I've found myself wandering the Avenues in the fog, and wondering why I didn't do that more often.  I wander them in my imagination just for fun, sometimes circling the same block multiple times.  There, in the olive bay window, is a view of the first time I saw my mom cry.  There, along the ivy fence next to the duplex full of strangers, is the golden retriever i fed an entire pizza to, somewhere in the desert on vacation.  At the end of the block outside the laundromat, is the corsage my dad helped me buy to give to my prom date, next to the first bottle of wine I split with Kathleen Kennedy's niece, on a stack of encyclopedias my mother bought me as a birthday gift one year.  

Do I dare fall asleep?  Do I dare dream?  I feel like I am already there. I feel like I already have what I came here for.  Do I need more?  My eyes are open but I am lying down on a soft pink bed in a room with a painting of a sailboat, wondering why I got to be so lucky.  I am in Bible class, listening to my classmates' prayer requests, as my bodybuilder teacher crosses his arms and grows his terrible mustache.  I shake my head in disbelief at the compendium of things in my life I used to care about so deeply and so desperately... and in many ways, wishing I still did.  

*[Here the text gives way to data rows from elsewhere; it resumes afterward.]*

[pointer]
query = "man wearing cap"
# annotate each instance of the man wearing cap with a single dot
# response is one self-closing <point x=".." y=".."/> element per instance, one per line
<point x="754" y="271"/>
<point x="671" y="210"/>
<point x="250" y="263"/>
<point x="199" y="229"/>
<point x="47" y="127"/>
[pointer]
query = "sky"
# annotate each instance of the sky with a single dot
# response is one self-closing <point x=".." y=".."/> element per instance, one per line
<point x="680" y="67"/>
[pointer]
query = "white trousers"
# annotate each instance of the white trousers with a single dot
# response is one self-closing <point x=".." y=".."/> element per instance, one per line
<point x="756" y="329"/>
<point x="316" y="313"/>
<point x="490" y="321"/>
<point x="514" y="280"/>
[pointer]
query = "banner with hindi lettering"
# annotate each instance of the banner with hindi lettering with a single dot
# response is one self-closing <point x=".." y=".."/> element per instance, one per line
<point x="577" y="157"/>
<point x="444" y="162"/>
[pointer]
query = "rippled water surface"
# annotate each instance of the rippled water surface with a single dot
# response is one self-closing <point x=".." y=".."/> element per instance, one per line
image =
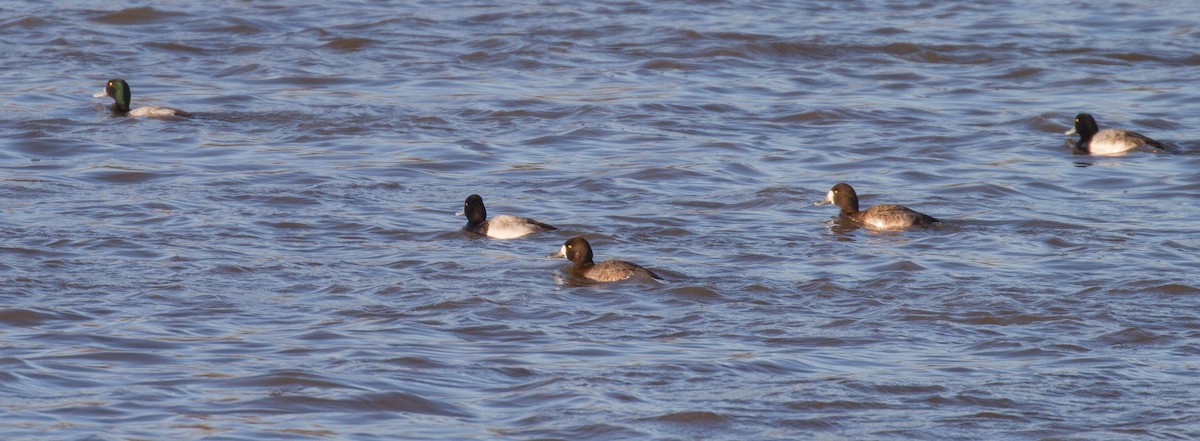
<point x="286" y="264"/>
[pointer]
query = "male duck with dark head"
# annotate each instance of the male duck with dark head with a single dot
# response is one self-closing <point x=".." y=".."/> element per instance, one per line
<point x="1108" y="142"/>
<point x="501" y="227"/>
<point x="119" y="91"/>
<point x="579" y="252"/>
<point x="882" y="217"/>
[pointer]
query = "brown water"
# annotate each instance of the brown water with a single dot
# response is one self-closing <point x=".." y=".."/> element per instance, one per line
<point x="286" y="265"/>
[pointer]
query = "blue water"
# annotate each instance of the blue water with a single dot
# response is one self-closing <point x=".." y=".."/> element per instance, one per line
<point x="286" y="263"/>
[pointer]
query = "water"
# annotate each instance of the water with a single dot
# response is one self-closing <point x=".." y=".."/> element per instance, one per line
<point x="286" y="264"/>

There's that cold again.  There's that chill that runs down my retinas and deep into my spine, finishing on the outside of my forearms and inside of my shins.  I look to my left and see the drunken threesome 3 years out.  I look to my right and see the 6 times I have seen Primus®.  I look up, and see the ceiling to the 38L, the rumble down Geary towards downtown in the middle of my tenure as a shitty art student with a bad attitude and ripped overwashed jeans.  

Jump.  Land on a picnic bench, reading liner notes to the latest Propagandhi album, wondering why I couldn't just go home on my free period.  Tumble into Yosemite, eating cold mac n cheese in my boxers and swimming in a murky lake.  Do I cheer for Will Clark? Or Matt Williams?  Or Barry Bonds?  I can't really tell because my dad keeps fiddling with the car radio at the bottom of the 7th to beat traffic out of Candlestick.  Nevermind, we are at the lighthouse now, far away from all of his problems alone with his sons. 

 

I want end credits, but fortunately for me I can't read backwards out the other side of the mirror.  I still have so much to live for.  

But it feels good to feel the pain of not having that feeling anymore, even though it is still there.